Auf dem internationalen Obstmarkt beschleunigt sich die Konzentration. So hat Capespan das Engagement in Asien ausgebaut. Der südafrikanische Obstvermarkter beteiligte sich mit 35 Prozent an der indischen Yupaa Group. In Asien ist Capespan bereits mit Metspan Hongkong, Capespan Japan und der Chinese Group Golden Wing Mau präsent. Auch europäische Unternehmen machen mit. Der irische Obsthändler Total Produce erwarb für 36 Millionen Dollar die Mehrheit von Progressive Produce in Los Angeles, die für 200 Millionen Dollar Umsatz steht.

Nun bahnt sich ein Riesendeal an. Der japanische Mischkonzern Sumitomo, der unter anderem in den Bereichen Chemie, Pharmazie, Schwerindustrie, Maschinenbau, Finanzwesen, Handel und Bergbau präsent ist, will die irische Fyffes Plc übernehmen. Das Unternehmen ist Europas größter Obstvermarkter. In Deutschland beispielweise verfügt Fyffes im Bananengeschäft über einen Marktanteil von gut 15 Prozent.

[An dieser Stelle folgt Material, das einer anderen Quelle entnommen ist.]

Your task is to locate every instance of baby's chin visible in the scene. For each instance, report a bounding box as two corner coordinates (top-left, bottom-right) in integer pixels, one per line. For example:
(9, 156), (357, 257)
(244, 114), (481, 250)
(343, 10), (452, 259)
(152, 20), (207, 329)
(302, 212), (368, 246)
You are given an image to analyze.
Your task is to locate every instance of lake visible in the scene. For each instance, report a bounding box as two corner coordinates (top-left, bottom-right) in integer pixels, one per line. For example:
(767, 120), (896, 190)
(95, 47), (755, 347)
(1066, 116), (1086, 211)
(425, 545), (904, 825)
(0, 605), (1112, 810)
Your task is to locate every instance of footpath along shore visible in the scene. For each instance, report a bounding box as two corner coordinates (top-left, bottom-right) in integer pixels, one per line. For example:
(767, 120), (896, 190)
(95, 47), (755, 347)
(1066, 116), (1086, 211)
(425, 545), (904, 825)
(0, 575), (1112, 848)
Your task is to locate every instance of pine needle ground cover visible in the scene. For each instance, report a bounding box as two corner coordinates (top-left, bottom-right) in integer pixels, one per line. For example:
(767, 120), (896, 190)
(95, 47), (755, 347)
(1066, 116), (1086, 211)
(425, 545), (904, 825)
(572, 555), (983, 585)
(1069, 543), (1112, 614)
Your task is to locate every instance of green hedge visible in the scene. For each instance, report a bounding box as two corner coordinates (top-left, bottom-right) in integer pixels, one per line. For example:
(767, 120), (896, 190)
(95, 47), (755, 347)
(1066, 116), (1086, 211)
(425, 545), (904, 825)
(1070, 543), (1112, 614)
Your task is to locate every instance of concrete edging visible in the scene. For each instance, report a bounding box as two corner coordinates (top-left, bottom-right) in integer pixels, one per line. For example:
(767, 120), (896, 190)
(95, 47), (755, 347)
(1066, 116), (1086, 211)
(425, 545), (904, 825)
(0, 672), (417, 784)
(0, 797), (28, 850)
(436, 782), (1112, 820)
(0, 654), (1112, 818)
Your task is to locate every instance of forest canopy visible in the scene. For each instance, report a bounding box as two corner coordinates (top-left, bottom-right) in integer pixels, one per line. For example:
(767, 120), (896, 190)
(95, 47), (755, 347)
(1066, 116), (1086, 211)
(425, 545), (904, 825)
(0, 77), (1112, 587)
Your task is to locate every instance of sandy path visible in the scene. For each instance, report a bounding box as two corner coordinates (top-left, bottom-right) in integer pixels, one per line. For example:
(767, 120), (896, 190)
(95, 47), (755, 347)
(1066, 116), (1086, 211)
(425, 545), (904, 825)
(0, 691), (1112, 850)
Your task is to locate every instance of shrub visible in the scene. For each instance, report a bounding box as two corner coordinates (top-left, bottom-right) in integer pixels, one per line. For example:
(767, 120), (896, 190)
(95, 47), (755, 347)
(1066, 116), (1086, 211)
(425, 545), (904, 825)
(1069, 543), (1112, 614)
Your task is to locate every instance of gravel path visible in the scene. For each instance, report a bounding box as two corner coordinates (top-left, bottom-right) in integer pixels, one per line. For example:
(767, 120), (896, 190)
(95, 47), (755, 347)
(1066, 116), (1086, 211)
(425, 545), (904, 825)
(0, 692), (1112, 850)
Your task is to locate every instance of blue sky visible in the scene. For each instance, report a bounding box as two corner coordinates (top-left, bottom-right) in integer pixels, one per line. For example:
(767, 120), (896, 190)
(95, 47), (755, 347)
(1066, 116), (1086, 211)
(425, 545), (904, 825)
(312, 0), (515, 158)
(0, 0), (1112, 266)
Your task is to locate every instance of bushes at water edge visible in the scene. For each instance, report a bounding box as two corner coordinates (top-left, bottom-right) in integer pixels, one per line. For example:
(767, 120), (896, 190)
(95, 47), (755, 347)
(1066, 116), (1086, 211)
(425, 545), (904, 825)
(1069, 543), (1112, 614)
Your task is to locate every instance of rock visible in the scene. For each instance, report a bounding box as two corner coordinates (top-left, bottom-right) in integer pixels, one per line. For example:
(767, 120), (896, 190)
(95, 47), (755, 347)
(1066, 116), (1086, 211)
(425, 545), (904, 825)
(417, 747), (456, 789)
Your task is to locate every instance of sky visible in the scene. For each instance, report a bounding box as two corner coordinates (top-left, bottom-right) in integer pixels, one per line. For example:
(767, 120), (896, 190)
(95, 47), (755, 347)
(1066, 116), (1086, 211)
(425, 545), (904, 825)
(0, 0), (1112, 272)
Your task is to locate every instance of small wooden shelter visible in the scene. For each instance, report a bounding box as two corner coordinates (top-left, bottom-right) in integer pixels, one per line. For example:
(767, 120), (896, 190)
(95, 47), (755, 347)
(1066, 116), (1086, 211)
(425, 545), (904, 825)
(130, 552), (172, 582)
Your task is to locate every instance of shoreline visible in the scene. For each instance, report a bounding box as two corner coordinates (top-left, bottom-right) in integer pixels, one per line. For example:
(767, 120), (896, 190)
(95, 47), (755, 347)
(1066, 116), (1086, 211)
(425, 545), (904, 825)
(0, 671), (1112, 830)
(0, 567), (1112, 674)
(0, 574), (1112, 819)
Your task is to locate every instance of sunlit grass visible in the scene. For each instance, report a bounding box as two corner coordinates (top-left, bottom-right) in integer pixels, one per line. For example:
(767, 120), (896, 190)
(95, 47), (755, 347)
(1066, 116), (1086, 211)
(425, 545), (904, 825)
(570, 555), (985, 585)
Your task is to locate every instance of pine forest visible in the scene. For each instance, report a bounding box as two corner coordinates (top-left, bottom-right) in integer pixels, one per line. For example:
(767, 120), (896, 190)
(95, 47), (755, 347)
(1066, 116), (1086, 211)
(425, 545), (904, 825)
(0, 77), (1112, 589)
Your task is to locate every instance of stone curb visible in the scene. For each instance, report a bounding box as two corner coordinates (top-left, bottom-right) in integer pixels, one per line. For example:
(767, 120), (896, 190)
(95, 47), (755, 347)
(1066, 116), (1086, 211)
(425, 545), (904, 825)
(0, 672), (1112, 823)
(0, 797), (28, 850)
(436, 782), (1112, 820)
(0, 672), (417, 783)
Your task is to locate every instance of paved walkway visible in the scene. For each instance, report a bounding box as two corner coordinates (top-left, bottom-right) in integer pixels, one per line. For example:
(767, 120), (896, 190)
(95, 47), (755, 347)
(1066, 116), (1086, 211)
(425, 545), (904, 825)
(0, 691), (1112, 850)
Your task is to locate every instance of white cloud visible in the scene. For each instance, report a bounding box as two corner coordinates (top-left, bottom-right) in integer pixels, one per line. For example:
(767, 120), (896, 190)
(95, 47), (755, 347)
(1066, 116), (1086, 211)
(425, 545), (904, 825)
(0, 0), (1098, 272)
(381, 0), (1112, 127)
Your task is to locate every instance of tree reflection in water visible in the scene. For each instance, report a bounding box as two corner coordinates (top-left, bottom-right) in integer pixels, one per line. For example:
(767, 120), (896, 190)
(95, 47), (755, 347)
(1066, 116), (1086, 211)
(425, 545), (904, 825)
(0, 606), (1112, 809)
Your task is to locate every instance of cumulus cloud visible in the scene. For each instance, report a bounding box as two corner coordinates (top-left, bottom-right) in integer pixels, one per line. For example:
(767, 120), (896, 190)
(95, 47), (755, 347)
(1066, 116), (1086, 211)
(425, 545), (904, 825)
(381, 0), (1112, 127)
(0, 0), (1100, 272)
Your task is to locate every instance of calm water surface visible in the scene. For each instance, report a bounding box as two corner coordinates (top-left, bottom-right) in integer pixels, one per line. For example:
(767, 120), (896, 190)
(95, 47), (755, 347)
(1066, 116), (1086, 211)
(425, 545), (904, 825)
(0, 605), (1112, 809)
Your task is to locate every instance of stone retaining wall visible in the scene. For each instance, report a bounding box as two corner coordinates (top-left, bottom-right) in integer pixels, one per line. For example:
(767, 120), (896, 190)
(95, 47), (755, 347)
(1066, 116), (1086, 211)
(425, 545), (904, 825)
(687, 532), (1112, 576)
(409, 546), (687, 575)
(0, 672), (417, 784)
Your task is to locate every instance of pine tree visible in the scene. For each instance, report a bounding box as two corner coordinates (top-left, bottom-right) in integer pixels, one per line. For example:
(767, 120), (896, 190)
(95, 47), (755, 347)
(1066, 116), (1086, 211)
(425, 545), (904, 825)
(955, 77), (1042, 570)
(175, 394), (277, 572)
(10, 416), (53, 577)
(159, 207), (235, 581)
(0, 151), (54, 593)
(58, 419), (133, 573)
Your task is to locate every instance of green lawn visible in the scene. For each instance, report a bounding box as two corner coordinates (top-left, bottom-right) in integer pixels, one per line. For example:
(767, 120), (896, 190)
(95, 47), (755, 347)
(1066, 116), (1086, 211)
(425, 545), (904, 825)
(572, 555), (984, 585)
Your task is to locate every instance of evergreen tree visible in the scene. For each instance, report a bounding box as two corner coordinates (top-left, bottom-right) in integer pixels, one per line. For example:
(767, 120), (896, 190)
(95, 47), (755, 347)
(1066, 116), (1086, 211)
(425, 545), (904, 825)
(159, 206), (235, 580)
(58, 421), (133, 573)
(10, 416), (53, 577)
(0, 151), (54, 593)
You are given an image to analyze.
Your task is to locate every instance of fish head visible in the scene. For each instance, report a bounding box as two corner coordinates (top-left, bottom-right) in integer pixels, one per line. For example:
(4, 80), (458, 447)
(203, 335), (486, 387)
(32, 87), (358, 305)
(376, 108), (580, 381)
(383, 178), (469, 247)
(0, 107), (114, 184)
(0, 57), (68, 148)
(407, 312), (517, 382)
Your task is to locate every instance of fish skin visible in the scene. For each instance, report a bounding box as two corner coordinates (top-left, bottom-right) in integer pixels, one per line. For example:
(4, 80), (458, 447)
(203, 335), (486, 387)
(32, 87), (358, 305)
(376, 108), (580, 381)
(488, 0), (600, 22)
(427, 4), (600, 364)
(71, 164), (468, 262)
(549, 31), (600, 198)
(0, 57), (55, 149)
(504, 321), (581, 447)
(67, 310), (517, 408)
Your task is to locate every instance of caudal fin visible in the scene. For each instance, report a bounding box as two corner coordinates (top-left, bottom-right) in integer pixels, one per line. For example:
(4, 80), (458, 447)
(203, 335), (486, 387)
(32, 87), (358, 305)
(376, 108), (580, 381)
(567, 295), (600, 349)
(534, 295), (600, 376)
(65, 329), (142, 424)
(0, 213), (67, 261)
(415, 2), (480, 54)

Zusätzlich verstärkt wird das Geschäft in Deutschland über Allianzen mit Schlüsselunternehmen wie Gemüsering, Inter-Weichert und Fruchtimport van Wylick. Sumitomo will für Fyffes, das bei einem Jahresumsatz von rund 1,2 Milliarden Euro seit Jahrzehnten profitabel ist, insgesamt 750 Millionen Euro zahlen. Zuvor hat Fyffes sein eigenes Geschäft gestärkt, für 145 Millionen Euro wurden zwei führende kanadische Pilzproduzenten übernommen. (7), (8)





Fallbeispiele


Edeka: will mehr Bananen reifen lassen

Edeka investiert rund sieben Millionen Euro in eine neue Bananenreiferei im sächsischen Borna. In der Anlage mit 38 Reifekammern, die im dritten Quartal 2017 in Betrieb gehen soll, sollen jährlich 2,6 Millionen Bananenkartons gereift werden. Die Ware soll an Edeka und die Discounttochter Netto in den neuen Bundesländern geliefert werden.

Edeka verfügt bereits über Bananenreifereien in Hamburg, Roisdorf und Urbach. Betreiber der Anlagen ist die Edeka Fruchtreiferei, eine Tochter der Edeka-Zentrale in Hamburg. Edeka Fruchtkontor, die in der Genossenschaft für das Obst- und Gemüsegeschäft verantwortlich ist, ist mit einem Umschlag von jährlich 2,3 Millionen Tonnen ein Riese in diesem Bereich. (9)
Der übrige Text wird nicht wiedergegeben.